Nitroxyl (HNO) is a reactive nitrogen molecule that has potential therapeutic benefits for patients with acute heart failure. The results of the first-in-human study for BMS-986231, a novel HNO donor, are reported. The aim of this sequential cohort study was to evaluate the safety, tolerability, and pharmacokinetic profile of BMS-986231 after 24- and 48-hour intravenous infusions in healthy volunteers. Eighty subjects were randomized and dosed. Seven cohorts (stratum A) received BMS-986231 0.1, 0.33, 1, 3, 5, 10, and 15 μg/kg/min or placebo, infused over 24 hours. An additional cohort (stratum B) received 10 μg/kg/min or placebo, infused over 48 hours. Adverse events (AEs) were reported for 30 days after completion of infusion. Blood/urine samples were collected at regular intervals; other parameters (blood pressure, heart rate/rhythm, cardiac index) were also assessed. Headaches were the most commonly reported drug-related AE (48%) in those who received BMS-986231, although their severity was reduced by hydration. No other significant drug-related AEs were noted. BMS-986231 was associated with dose-dependent and well-tolerated reductions in systolic and diastolic blood pressure versus baseline; cardiac index, as measured noninvasively, was increased. BMS-986231 had no clinically significant effect on heart rate/rhythm or laboratory parameters. Its mean elimination half-life was 0.7-2.5 hours. BMS-986231 was safe and well-tolerated for up to 24 hours (15 μg/kg/min) or 48 hours (10 μg/kg/min), with a favorable hemodynamic profile observed. Ongoing studies continue to evaluate the potential benefit of BMS-986231 in patients with acute heart failure.

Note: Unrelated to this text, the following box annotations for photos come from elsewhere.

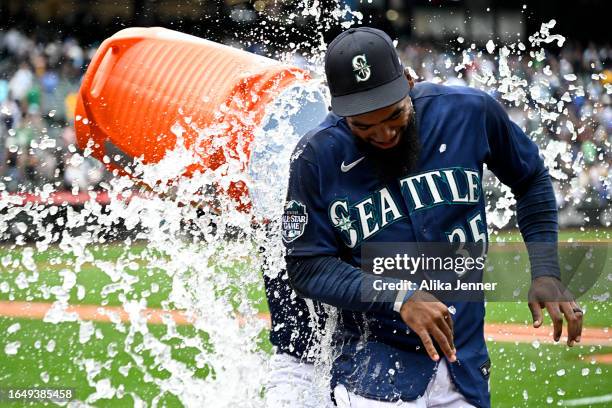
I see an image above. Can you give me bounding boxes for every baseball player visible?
[282,27,582,407]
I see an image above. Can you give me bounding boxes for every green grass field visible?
[0,231,612,407]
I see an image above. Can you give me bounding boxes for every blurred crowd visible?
[0,29,106,192]
[0,29,612,225]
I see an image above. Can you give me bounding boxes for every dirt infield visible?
[0,301,612,348]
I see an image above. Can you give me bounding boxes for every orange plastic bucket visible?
[75,27,325,210]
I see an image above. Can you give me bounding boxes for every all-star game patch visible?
[282,200,308,243]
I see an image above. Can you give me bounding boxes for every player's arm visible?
[283,143,456,361]
[485,96,582,346]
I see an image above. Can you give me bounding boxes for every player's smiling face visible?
[346,96,414,150]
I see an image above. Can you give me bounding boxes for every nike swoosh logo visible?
[340,156,365,173]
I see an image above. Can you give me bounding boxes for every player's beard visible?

硝普氢(HNO)是一种具有治疗潜力的反应性氮分子,可用于急性心力衰竭患者。报告了新型 HNO 供体 BMS-986231 的首次人体研究结果。这项序贯队列研究的目的是评估健康志愿者静脉输注 24 小时和 48 小时后 BMS-986231 的安全性、耐受性和药代动力学特征。80 名受试者被随机分组和给药。七个队列(A 层)接受 BMS-986231 0.1、0.33、1、3、5、10 和 15μg/kg/min 或安慰剂,输注 24 小时。另外一个队列(B 层)接受 10μg/kg/min 或安慰剂,输注 48 小时。输注完成后 30 天内报告不良事件(AE)。定期采集血/尿样;还评估了其他参数(血压、心率/节律、心输出量)。接受 BMS-986231 的患者最常报告的药物相关 AE 是头痛(48%),但通过补液可减轻其严重程度。未观察到其他显著的药物相关 AE。BMS-986231 与剂量依赖性和耐受性良好的收缩压和舒张压降低相关,非侵入性测量的心输出量增加。BMS-986231 对心率/节律或实验室参数没有临床显著影响。其平均消除半衰期为 0.7-2.5 小时。BMS-986231 安全且耐受良好,最高剂量为 24 小时(15μg/kg/min)或 48 小时(10μg/kg/min),观察到有利的血液动力学特征。正在进行的研究继续评估 BMS-986231 在急性心力衰竭患者中的潜在益处。